Andy was both a lifelong athlete and avid sports fan. He played high school football, attended college on a cross country scholarship, and coached the swim team in Garrett Park. He was a long-distance runner for years (completing the JFK 50 Miler) and played competitive tennis most of his life. He was an enthusiastic traveler and loved the outdoors, often happiest on his weekends at Maryland’s Eastern Shore, gardening, exploring local waterways in his pontoon boat, and mixing gin and tonics for family and friends. Andy loved music (opera, bluegrass, folk, and classical), and poetry, which he paid several generations of young children to memorize and which he quoted with regularity.
He was committed to progressive causes and delighted in the political process, believing that healthy disagreement was part of the discourse. He relished a good debate and never shied away from confrontations. Family dinners were infused with this spirit, and friends and colleagues (including those he assembled for regular political discussions) always knew the conversation would be lively.
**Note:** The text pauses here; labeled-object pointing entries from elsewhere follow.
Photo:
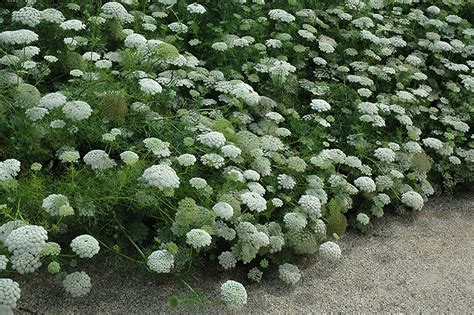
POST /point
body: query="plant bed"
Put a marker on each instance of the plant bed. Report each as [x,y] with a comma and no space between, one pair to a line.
[173,134]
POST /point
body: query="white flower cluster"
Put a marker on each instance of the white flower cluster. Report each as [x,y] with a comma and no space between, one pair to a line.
[413,200]
[9,293]
[385,155]
[227,260]
[330,251]
[233,294]
[161,176]
[160,261]
[223,210]
[77,110]
[99,160]
[57,204]
[9,169]
[310,204]
[289,273]
[366,184]
[85,246]
[198,238]
[281,15]
[77,284]
[158,147]
[149,86]
[18,37]
[212,139]
[25,244]
[254,201]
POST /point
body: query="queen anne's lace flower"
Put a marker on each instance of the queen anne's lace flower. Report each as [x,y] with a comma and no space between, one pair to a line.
[26,239]
[77,284]
[310,204]
[198,238]
[99,160]
[161,176]
[289,273]
[212,139]
[365,184]
[9,293]
[158,147]
[186,159]
[77,110]
[227,260]
[160,261]
[223,210]
[27,16]
[9,169]
[254,201]
[233,294]
[413,200]
[85,246]
[149,86]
He believed that a society should be judged by how we treated the least among us, exhorting his children, his clerks, his staff, and his friends to remember our shared commitment to one another and the importance of the social contract. He was a New Deal Democrat, believing that government was a critical tool for improving individuals and communities. He left this world a more just place than he found it, as an early champion of integration, an active supporter of equal opportunities for women, an opponent of the death penalty, and an advocate for the most disadvantaged.
His enthusiasm for life, the law, and his family are what defined him. Andy’s children expressed a deep gratitude to his companion, Kathy Parker, for her devoted support and the richness she brought to his life, and to theirs. He will be profoundly missed.
Andy was preceded in death by his parents, his sister-in-law Margaret Smith Sonner, his wife Sandra, and his brother, White Sonner. He is survived by his brothers Alan Sonner and Steve (Kathy) Sonner, his six children, Mary (Kent Bloomstrand) Costello of Shepherdstown, WV; John (Karen Kelly) Sonner of Boxboro, MA; Ken (Sonia Garcia) Sonner of Rockville, MD; Molly Andolina of Oak Park, IL; Timothy Sonner of Rockville, MD; and Teddy (Rosie Wells) Sonner of Washington, DC. He was beloved grandfather to 11 grandchildren (Ken, Bobbie, Andy, Anthony, Maggie, Katherine, David, Mary, Liam, Owen, and Mandy), six great grandchildren, five nieces, three nephews and their many children.
In lieu of flowers, the family requests contributions to the Andrew L. Sonner Memorial Scholarship Fund at the Washington College of Law. A celebration of life ceremony will be held on Friday, October 25th at 11:00 a.m. at the F. Scott Fitzgerald Theatre at the Rockville Civic Center, 603 Edmonston Drive, Rockville, MD. A reception will follow the service.